Column:

'Eagle Eye' good, not great

Published Sept. 29, 2008

At the beginning of the trailer for "Eagle Eye," a man enters his apartment to find it filled with stolen weapons. A woman calls him, calls him by name in a steady voice and tells him he has 30 seconds to get out before the FBI apprehends him. There's no voiceover, no dialogue - nothing to remove us from the character we've just met. It's a beautiful example of how to set up a wrong-man thriller, and it's a shame that the full movie didn't follow its lead. That's how things go with "Eagle Eye," a good movie that could have been a great one.

There's little to discuss, plot-wise, in a film that keeps so much to its chest, but the basics involve a shiftless 20-something named Jerry (Shia LaBeouf) who is set up by a mysterious voice and forced to do things that make him a federally wanted man. Eventually he meets a young single mother, Rachel (Michelle Monaghan), who's also under the voice's control - it has promised to derail the train her son is riding unless she does what she's told. They quickly learn that the voice, referred to only as "She," is able to manipulate the cell phones, cameras and power grids around them to make sure they stay in line, working toward a plan they don't understand.

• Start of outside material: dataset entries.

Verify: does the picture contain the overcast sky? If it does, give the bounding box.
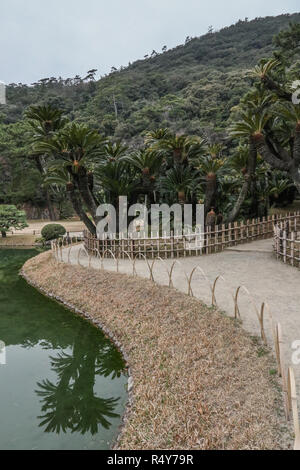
[0,0,300,83]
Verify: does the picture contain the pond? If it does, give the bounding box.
[0,249,127,450]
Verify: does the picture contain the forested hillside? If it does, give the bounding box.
[0,13,300,220]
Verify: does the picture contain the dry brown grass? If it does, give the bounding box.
[0,233,38,246]
[24,253,290,450]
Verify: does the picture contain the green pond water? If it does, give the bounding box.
[0,249,127,450]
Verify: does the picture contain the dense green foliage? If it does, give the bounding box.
[0,205,28,237]
[0,10,300,226]
[41,224,66,241]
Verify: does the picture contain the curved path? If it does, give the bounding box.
[63,239,300,393]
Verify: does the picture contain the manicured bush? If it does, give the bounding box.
[42,224,66,241]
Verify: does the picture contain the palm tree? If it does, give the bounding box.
[160,166,196,204]
[124,148,162,194]
[193,154,225,214]
[35,123,106,234]
[25,105,67,220]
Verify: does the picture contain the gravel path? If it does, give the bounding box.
[63,240,300,394]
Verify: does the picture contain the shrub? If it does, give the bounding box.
[42,224,66,241]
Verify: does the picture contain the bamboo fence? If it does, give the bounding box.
[51,239,300,450]
[84,212,300,259]
[274,222,300,268]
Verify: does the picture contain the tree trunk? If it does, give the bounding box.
[35,157,56,221]
[204,175,217,216]
[228,139,257,222]
[45,188,57,221]
[69,189,97,236]
[75,170,100,223]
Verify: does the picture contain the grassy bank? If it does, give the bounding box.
[24,253,287,449]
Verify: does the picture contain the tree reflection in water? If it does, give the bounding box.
[36,329,124,435]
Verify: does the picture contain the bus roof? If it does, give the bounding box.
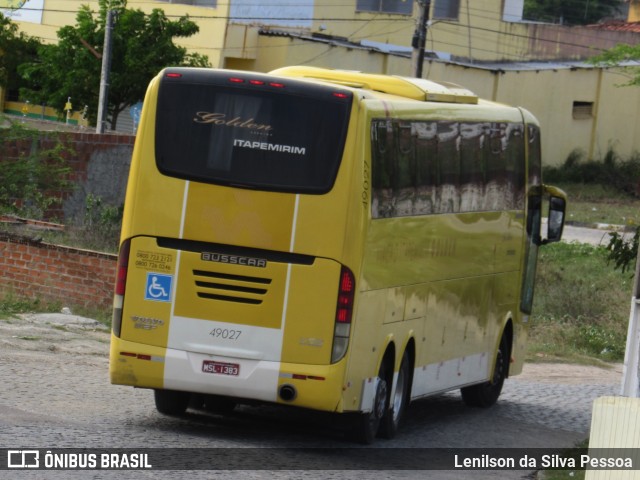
[269,66,478,104]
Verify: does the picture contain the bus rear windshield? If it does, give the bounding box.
[155,71,352,194]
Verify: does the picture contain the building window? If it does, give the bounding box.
[158,0,218,8]
[433,0,460,20]
[572,102,593,120]
[356,0,413,15]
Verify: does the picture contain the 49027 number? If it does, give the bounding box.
[209,328,242,340]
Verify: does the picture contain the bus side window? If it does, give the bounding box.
[483,123,506,211]
[393,122,416,217]
[437,122,460,213]
[411,122,438,215]
[371,120,394,218]
[505,123,525,209]
[460,123,484,212]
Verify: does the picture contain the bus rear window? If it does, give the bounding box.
[155,70,352,194]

That's all that can be divulged without unraveling the story completely. Suffice to say that if one is able to suspend disbelief on one crucial point, it all seems internally consistent. The execution, though, is worth mentioning. The film, unlike its trailer, just tells us too much. Obvious influences like Hitchcock's "North by Northwest" keep viewers as in the dark as their wrongly accused heroes, but "Eagle Eye" shoehorns a prologue, a blunt Middle Eastern set-piece, into the opening credits before we even meet Jerry and Rachel. The truly disorienting tone of the trailer is replaced by hazy, ill-fitting government overtones. When we finally get to the phone call, its power is sapped by the slow build of the opening scene.

Another problem crops up when there's action for the camera to follow. "Eagle Eye" sets up some imaginative, original set-pieces, including one at - and on - an airport baggage sorter, but Caruso is a member of that inexplicable fraternity of directors who think that people shake their heads violently when an action scene is set before them. Call it Bourne syndrome: Instead of watching these intricately choreographed scenes unfold, we have to fight the feeling of nausea through them, with cuts occurring seemingly at random. There's the feeling, throughout, that Caruso has bitten off more than he can chew.

The movie's saving grace, in addition to its concept, is its performances. Shia LaBeouf, in particular, continues to establish himself as this generation's William Powell, always trying to remain at an ironic distance but never quite able to do it. Whether he's bluffing in poker or attempting to pose as a White House security guard, Jerry's unable to be quite as smooth and detached as he'd like.

But the problem is not that this isn't a good movie - it's that it could've been so much better. One finds oneself looking at the trailer, and at producer Steven Spielberg, and thinking about what might have been.